Komentar tersebut menambah peringatan analis sektor swasta bahwa peningkatan utang Tiongkok, terutama sejak krisis global tahun 2008, dapat menyebabkan masalah keuangan dan mengganggu pertumbuhan ekonomi yang sudah melambat.
Bank Dunia mengatakan dalam sebuah laporan pada hari Jumat bahwa Beijing harus mengatasi peningkatan kredit, khususnya di pasar pinjaman informal yang sebagian besar tidak diatur, dan mengurangi utang pemerintah daerah.
“Langkah-langkah kebijakan ini akan meningkatkan kualitas pertumbuhan Tiongkok, menjadikannya lebih seimbang, inklusif dan berkelanjutan,” kata Karlis Smits, penulis utama laporan tersebut, dalam sebuah pernyataan.

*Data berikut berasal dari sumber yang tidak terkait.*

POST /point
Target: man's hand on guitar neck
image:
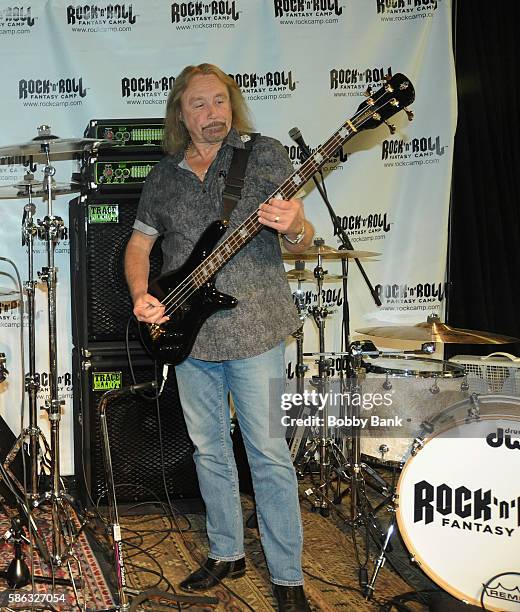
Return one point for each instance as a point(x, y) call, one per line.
point(149, 309)
point(288, 219)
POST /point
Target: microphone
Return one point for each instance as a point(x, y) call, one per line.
point(296, 135)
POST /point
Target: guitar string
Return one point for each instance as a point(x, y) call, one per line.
point(179, 293)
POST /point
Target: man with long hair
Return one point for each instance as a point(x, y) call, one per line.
point(239, 350)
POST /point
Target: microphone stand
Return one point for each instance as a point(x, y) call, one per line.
point(128, 599)
point(361, 512)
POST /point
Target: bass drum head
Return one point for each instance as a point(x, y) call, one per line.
point(458, 504)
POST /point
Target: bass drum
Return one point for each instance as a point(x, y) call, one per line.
point(412, 389)
point(458, 501)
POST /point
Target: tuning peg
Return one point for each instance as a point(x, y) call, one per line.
point(391, 127)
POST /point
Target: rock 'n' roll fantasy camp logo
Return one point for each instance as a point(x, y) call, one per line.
point(308, 12)
point(276, 84)
point(91, 18)
point(146, 89)
point(65, 91)
point(206, 14)
point(16, 20)
point(405, 10)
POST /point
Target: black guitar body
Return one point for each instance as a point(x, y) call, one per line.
point(171, 342)
point(189, 294)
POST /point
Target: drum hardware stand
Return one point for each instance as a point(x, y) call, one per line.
point(368, 589)
point(123, 591)
point(329, 452)
point(32, 383)
point(51, 230)
point(32, 386)
point(301, 368)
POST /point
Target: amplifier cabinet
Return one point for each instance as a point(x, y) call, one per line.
point(100, 226)
point(144, 435)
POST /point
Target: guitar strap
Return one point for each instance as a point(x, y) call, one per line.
point(235, 176)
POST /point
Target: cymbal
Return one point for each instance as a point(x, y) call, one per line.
point(308, 276)
point(36, 188)
point(327, 252)
point(64, 147)
point(433, 330)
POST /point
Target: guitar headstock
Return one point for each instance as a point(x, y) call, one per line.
point(386, 102)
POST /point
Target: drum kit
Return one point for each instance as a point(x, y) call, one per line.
point(447, 449)
point(43, 457)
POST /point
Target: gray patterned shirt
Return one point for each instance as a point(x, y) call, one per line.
point(177, 205)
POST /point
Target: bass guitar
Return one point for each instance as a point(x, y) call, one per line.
point(189, 293)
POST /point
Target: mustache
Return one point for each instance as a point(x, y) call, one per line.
point(214, 124)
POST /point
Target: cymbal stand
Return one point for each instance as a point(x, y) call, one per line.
point(32, 385)
point(51, 230)
point(299, 434)
point(329, 451)
point(362, 513)
point(32, 382)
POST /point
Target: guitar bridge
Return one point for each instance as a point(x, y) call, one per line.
point(156, 331)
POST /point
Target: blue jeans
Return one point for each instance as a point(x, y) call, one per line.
point(203, 390)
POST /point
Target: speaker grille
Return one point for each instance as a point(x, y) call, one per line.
point(102, 305)
point(135, 438)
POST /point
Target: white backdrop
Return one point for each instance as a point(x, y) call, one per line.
point(300, 63)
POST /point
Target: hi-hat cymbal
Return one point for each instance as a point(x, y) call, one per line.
point(327, 252)
point(64, 148)
point(36, 188)
point(433, 330)
point(308, 276)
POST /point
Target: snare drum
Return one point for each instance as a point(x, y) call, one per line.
point(458, 504)
point(410, 389)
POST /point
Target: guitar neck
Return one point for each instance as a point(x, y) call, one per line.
point(251, 226)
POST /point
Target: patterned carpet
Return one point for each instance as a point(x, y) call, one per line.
point(80, 567)
point(158, 556)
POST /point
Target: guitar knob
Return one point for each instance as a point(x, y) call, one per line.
point(391, 127)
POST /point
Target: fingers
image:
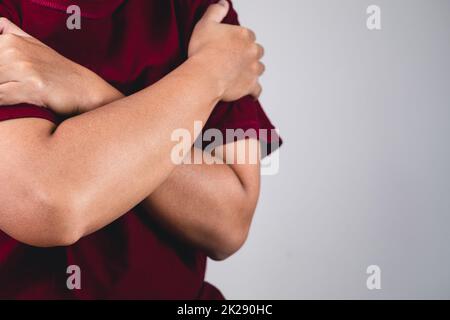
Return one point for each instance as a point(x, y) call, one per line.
point(7, 27)
point(260, 51)
point(217, 12)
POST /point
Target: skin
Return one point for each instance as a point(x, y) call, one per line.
point(73, 175)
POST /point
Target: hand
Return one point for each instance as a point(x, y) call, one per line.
point(31, 72)
point(230, 52)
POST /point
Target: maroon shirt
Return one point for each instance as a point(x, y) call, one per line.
point(131, 44)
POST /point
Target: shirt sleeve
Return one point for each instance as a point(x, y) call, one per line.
point(245, 114)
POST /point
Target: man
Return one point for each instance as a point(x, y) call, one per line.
point(87, 177)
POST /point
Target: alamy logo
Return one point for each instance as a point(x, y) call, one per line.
point(374, 280)
point(74, 20)
point(374, 19)
point(74, 280)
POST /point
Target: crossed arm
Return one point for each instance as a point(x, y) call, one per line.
point(66, 182)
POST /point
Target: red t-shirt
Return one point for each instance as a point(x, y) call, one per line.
point(131, 44)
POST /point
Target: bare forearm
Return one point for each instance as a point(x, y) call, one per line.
point(123, 147)
point(213, 206)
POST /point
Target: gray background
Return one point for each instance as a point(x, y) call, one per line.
point(365, 169)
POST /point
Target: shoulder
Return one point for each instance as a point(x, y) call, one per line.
point(192, 10)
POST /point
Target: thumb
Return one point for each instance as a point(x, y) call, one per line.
point(7, 27)
point(217, 12)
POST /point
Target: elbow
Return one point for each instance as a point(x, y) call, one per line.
point(48, 220)
point(230, 237)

Hal ini terjadi setelah seorang pejabat IMF mengatakan pada hari Kamis bahwa kerentanan keuangan telah meningkat ke titik di mana “hal ini harus menjadi prioritas.”
Meningkatnya utang pemerintah daerah dan ketidakpastian atas pinjaman informal telah menimbulkan kekhawatiran bahwa perlambatan ekonomi Tiongkok dapat memicu peningkatan gagal bayar (default) dan melemahkan sistem keuangan Tiongkok.

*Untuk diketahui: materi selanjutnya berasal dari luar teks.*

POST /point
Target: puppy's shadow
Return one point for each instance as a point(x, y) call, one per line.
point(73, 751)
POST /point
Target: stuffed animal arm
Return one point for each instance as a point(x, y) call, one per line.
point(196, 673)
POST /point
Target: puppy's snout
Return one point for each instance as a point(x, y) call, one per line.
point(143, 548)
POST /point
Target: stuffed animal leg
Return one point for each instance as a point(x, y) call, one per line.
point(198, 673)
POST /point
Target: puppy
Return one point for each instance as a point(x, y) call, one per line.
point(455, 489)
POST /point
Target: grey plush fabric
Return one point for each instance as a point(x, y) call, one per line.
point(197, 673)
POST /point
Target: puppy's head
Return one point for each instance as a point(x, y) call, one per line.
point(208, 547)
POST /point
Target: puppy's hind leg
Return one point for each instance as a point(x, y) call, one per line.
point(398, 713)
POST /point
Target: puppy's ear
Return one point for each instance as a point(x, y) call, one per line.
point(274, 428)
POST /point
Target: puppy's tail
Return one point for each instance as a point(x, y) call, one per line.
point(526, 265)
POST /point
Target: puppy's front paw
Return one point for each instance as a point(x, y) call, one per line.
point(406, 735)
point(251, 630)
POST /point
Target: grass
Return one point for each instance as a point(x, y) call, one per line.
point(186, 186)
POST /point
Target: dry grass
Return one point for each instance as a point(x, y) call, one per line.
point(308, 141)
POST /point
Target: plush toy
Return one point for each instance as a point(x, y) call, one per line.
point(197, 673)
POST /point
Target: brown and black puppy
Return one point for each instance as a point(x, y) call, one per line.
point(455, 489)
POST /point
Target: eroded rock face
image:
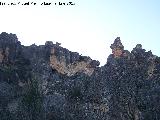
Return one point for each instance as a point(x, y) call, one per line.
point(50, 82)
point(71, 68)
point(1, 55)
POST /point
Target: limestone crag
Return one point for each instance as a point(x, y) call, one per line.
point(49, 82)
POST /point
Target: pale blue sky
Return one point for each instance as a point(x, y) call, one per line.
point(89, 27)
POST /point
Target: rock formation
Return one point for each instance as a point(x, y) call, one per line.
point(49, 82)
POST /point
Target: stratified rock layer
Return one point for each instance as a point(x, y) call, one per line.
point(49, 82)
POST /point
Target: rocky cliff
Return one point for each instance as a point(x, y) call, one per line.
point(49, 82)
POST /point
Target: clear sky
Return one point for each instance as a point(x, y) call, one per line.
point(88, 27)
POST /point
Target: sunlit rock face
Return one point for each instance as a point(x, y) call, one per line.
point(117, 48)
point(49, 82)
point(71, 68)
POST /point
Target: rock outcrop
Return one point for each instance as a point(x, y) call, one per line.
point(49, 82)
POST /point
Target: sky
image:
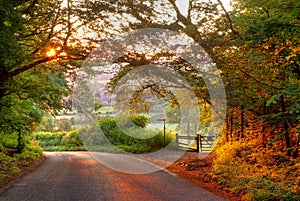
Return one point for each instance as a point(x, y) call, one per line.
point(183, 5)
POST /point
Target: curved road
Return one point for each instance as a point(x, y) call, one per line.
point(74, 176)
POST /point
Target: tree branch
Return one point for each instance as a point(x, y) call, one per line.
point(229, 19)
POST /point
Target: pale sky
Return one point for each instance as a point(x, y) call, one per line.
point(183, 5)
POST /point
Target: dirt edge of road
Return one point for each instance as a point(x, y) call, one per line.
point(198, 171)
point(188, 167)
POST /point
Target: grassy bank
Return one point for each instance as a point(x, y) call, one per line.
point(12, 164)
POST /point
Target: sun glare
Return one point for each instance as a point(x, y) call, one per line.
point(51, 53)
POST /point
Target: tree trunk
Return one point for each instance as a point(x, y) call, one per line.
point(242, 122)
point(20, 147)
point(286, 129)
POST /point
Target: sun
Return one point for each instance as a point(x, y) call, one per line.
point(51, 52)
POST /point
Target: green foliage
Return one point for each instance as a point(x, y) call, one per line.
point(143, 141)
point(10, 165)
point(59, 141)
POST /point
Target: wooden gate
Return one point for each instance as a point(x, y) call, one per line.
point(203, 143)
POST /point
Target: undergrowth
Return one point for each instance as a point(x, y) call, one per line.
point(257, 173)
point(12, 164)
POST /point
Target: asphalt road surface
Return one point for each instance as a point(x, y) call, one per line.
point(74, 176)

Regulator Tiongkok telah mengambil langkah-langkah untuk memperlambat pertumbuhan kredit namun masih mengizinkan ekspansi yang relatif cepat untuk mendukung pertumbuhan ekonomi yang melambat menjadi 7,4 persen dalam tiga bulan yang berakhir pada bulan Maret.
Berdasarkan ukuran negara yang paling luas, total utang meningkat dari setara dengan 124 persen produk domestik bruto pada tahun 2007 menjadi lebih dari 200 persen pada tahun 2013, menurut Bank Dunia.
Utang korporasi, yang setara dengan 125 persen PDB, merupakan “salah satu yang tertinggi di Asia,” kata Bank Dunia dalam laporan berkala mengenai perekonomian Tiongkok.
Pertumbuhan dapat dirugikan oleh perubahan mendadak dalam utang pemerintah daerah atau harga atau ketersediaan kredit bagi industri, kata bank tersebut.
Sebagian dari total utang Tiongkok diambil sebagai bagian dari stimulus bernilai miliaran dolar sebagai respons terhadap krisis tahun 2008. Pemerintah mendorong belanja untuk pembangunan jalan raya dan pekerjaan umum lainnya dan bank-bank milik negara diperintahkan untuk memberikan pinjaman lebih banyak.
Reformasi untuk mengurangi risiko keuangan dapat memperlambat pertumbuhan, namun dampaknya dapat dikurangi dengan perubahan yang membuka industri Tiongkok terhadap lebih banyak persaingan, kata Bank Dunia.
Pertumbuhan ekonomi Tiongkok diperkirakan akan menurun secara bertahap, dari 7,7 persen pada tahun lalu menjadi 7,6 persen pada tahun ini dan 7,5 persen pada tahun 2015, kata bank tersebut.
Wakil direktur pelaksana pertama IMF, David Lipton, mengatakan pada hari Kamis bahwa Beijing harus menghindari penambahan utang dengan meluncurkan lebih banyak stimulus kecuali pertumbuhan turun jauh di bawah target resmi tahun ini sebesar 7,5 persen.
Lipton mengatakan Beijing masih memiliki ruang untuk menghindari perlambatan mendadak dan harus fokus pada pengurangan risiko keuangan.
“Kami menyambut baik upaya yang telah dilakukan,” katanya kepada wartawan setelah bertemu dengan pejabat Tiongkok. “Meskipun demikian, ketergantungan yang terus berlanjut pada pertumbuhan yang didorong oleh kredit berarti risiko terus meningkat.”